The Green Party has made a new pledge on Brexit: we will offer the nation a chance to vote to remain in the EU if they do not like the deal on offer at the end of the negotiation period between the UK and the EU.
This will be particularly welcome news to the large majority in Bristol who, like me, voted to remain in the EU. Overall, 62% chose to stay a member of the EU, but in Bristol West this figure rose to 80% and a whopping 86% in Ashley ward, the second highest figure by ward in the country.
Our decision to leave the EU should not be considered irreversible; the referendum was the start, not the end, of a democratic process, and it is only right that people should have a say on the final deal. This is why the Greens want to offer people what we are calling a ratification referendum: not a re-run of the in/out referendum, but a vote on the ratification process itself.
This will be a chance to vote on what Brexit really means, as opposed to a series of promises that cannot be fulfilled. And if we don’t like what’s on offer, we will have a chance to vote to remain a member of the EU.
We also demand that this referendum would give 16 and 17 year olds the vote, making sure that they have a say over their future instead of having that decision made for them.

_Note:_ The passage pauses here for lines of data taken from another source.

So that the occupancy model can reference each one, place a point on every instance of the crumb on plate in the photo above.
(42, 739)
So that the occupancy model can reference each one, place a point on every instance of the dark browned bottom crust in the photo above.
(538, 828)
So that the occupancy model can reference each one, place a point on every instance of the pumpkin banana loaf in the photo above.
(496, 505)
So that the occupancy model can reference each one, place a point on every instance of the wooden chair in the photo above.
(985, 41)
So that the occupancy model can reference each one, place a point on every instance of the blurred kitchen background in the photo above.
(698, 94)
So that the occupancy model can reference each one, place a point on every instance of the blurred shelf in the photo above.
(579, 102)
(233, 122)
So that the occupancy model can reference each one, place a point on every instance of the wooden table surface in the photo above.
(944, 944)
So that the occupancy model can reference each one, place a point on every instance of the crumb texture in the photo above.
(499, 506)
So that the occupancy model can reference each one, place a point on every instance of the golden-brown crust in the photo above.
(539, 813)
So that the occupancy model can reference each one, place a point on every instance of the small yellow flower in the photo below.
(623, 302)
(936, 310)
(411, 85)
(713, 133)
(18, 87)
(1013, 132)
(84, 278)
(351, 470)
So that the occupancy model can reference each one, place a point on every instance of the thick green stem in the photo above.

The importance of such a referendum has been made clear by the shambolic, deluded, and unrealistic way in which the government is approaching the negotiations. There have been reports of a disastrous meeting between Theresa May and European Commission President, Jean-Claude Juncker, in which Mr Juncker reportedly left Downing Street more sceptical than before about the UK’s approach to negotiations, and declared that Brexit cannot be a success.
But not all the blame for the Brexit shambles rests with the Conservative government. Since the referendum, while it has been the Tories that have been moving us towards the hard Brexit cliff edge, it is Labour that have been ready to push us off.
By voting to trigger Article 50, Labour’s failure to oppose the government on this – the most critical issue for generations – has effectively handed Theresa May a blank cheque and played straight into the hands of the right. And, despite an apparently softer and more considered approach to Brexit which emerged last week, their message is confused and contradictory.
They promise to guarantee existing rights to all EU nationals living in the UK – something that Bristol’s multicultural communities will welcome – but say they will end free movement. They also want to retain the benefits of the single market and the customs union. It seems the cake-and-eat-it approach to Brexit is not reserved solely for the Tories.
Taking a tough stance on freedom of movement is incompatible with membership of the single market, because both are fundamental ‘freedoms’ of EU membership. The Greens believe that only by remaining in the single market can we guarantee Bristol jobs and the important rights that workers currently enjoy. We will also continue to defend free movement. In particular, we want to ensure that young people continue to enjoy the rights enjoyed by their parents and grandparents – the right to travel, study and work across Europe.
Then there is the environment. Labour say they would prioritise jobs and the economy in negotiations with the EU. These are, of course, vital, which is why we say we should stay in the single market. But such a focus risks side-lining the environment.
With the Tories plotting a bonfire of regulations protecting our air and water quality, safeguarding valuable wildlife habitats, and helping to tackle climate change, we need a new Environmental Protection Act and a new Clean Air Act to ensure environmental protections are maintained and enhanced.
Labour’s call for parliament to be given a truly meaningful vote on the final Brexit deal is welcome, but their reluctance to give British people the same right shows a blatant disregard for democracy.
‘Take back control’ was the strapline which persuaded many to vote to leave in the referendum last year. It’s now time to give back control to the people by offering them a ratification referendum so they can have a real say on our shared future.
Molly Scott Cato is Green MEP for the South West and parliamentary candidate for the Green Party in Bristol West.